Kenya’s two major malaria prevention strategies – indoor residual spraying of homes in high transmission areas and the issuing of insecticide treated nets – have led to a significant reduction in malaria transmission.
The two methods were introduced in the country’s western highlands, traditionally considered a high transmission area, about a decade ago and have resulted in the disease’s caseload decreasing by about 80%.
But the drop in cases has brought a new challenge: people have begun losing their immunity to the disease. The consequence is that they are prone to contracting more complicated forms of the malaria that could result in death.
There are two types of immunity that people are able to develop naturally: clinical immunity and parasitological immunity.
People living in high transmission areas develop clinical immunity naturally after being exposed to the parasite and receiving successful treatment. Their bodies are able to resist infection.
They are also able to develop parasitological immunity. After being bitten by many infected mosquitoes over a long period, their bodies are able to withstand higher numbers of parasites in their blood.
When people don’t have parasitological immunity, they face the risk of becoming severely ill when the number of parasites in the blood increases. This can take the form of severe anaemia, cerebral malaria and eventually death. Children are particularly susceptible.
In our study we focused on parasitological immunity in children. We wanted to understand how malaria prevention interventions such as bed nets and indoor spraying were preventing people from developing parasitological immunity.
We found that children who were less exposed to malaria as they grew up had lower levels of parasitological immunity. This exposed them to developing more severe strains of malaria.
Our findings should be taken on board as part of Kenya’s broader malaria prevention strategies. The government needs to maintain strong monitoring and surveillance networks to ensure that existing interventions are still sufficient. And it needs to work out new interventions to deal with the consequences of its interventions.
There is no functional test to measure the level of immune protection a person has developed. Some people have higher levels of immunity with fewer parasites in their blood.
Even though it’s not possible to pin down how individuals will react to malaria it is nevertheless possible to work out a person’s parasitological immunity.
Parasitological immunity is established by measuring the proportion of red blood cells that are infected in the body. Most people who get malaria have less than 1% of their red blood cells infected with the parasite, which rapidly multiplies. A person with 5% of their red blood cells infected is considered severely toxic.
We compared two sets of children, looking at the relationship between age and parasite density. We did two sets of surveys nine years apart. The first was done between June 2002 and December 2003 and the second between January 2012 and February 2015. School children between the ages of six and 13 were tested for malarial parasites in both periods.
When we did the first set of tests, malaria prevention tools had not yet been introduced in the highlands. The second set of children were exposed to the prevention tools.
We recorded the blood parasite densities – and thus infections trends – in each of the age groups.
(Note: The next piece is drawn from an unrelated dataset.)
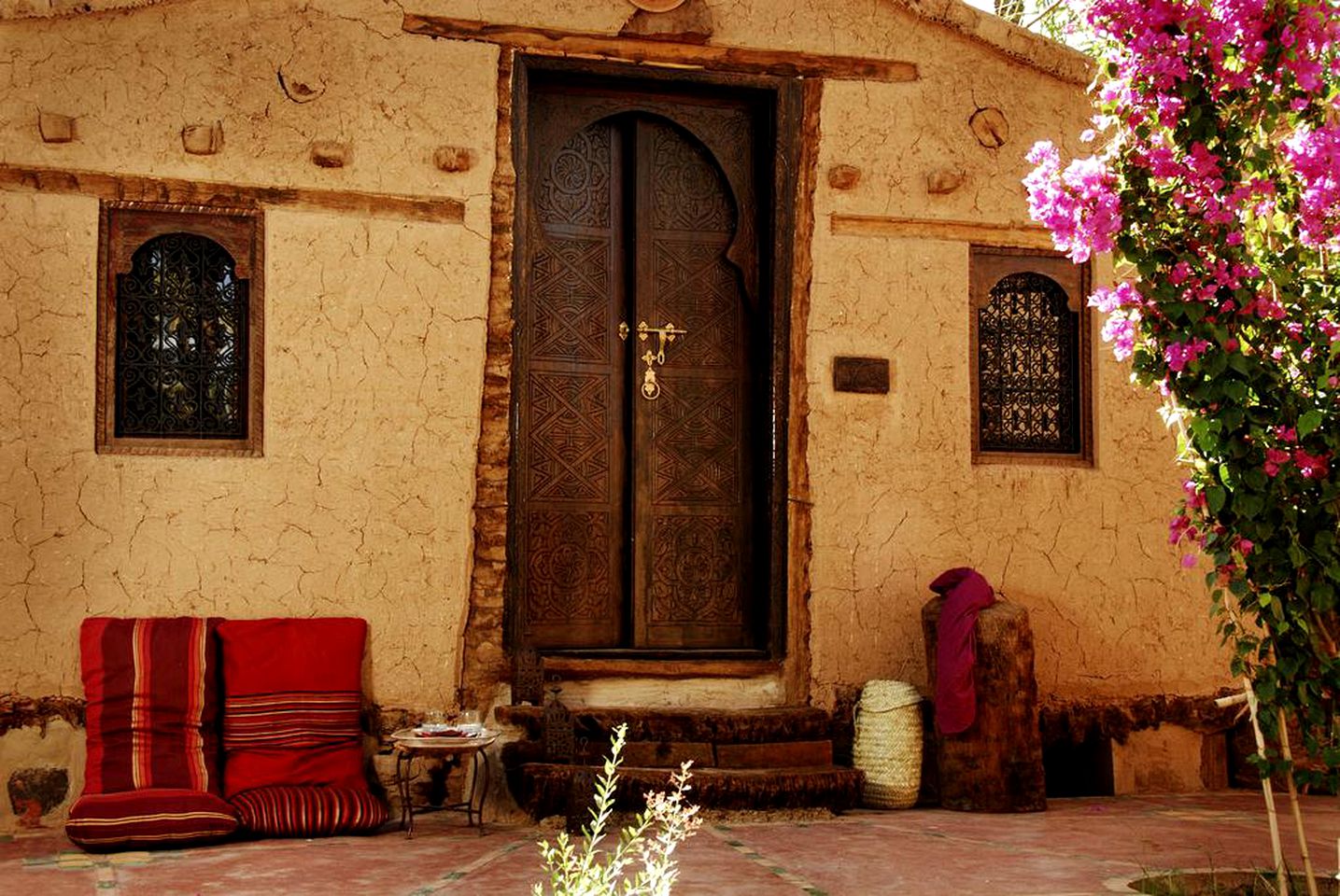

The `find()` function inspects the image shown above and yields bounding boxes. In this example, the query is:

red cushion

By doing this we were able to compare how the parasite density had changed between those who had grown up with bednets and indoor spraying or taken anti-malarial drugs, and those who hadn’t.
We found that people who had not experienced early interventions had high levels of immunity.
A new gap
But there’s a knock-on effect that complicates the scenario even further. People who hadn’t taken anti-malarial medicines or used treated bed nets were more likely to infect mosquitoes because they continued to carry parasites in their blood.
This makes the rest of the population more susceptible to infections, with implications for the country’s broader malaria prevention strategy.
The risk of increased infection brings added complexity to government’s efforts. The only way to meet the challenge is to ensure that there are sufficient monitoring and surveillance strategies.
Another reason monitoring and evaluation matters is because mosquitoes are able to evolve and develop resistance to insecticides. In addition malaria parasites can become resistant to anti-malarial drugs.
Mosquitoes have also been shown to change their behaviour, such as avoiding contact with insecticide treated surfaces. Where bed nets are used they have been shown to change from night time feeding to daytime or evenings before people go to sleep.
If the government does not pick up these new trends early, as well as new and more severe infections, it will lose the gains it’s made against fighting malaria.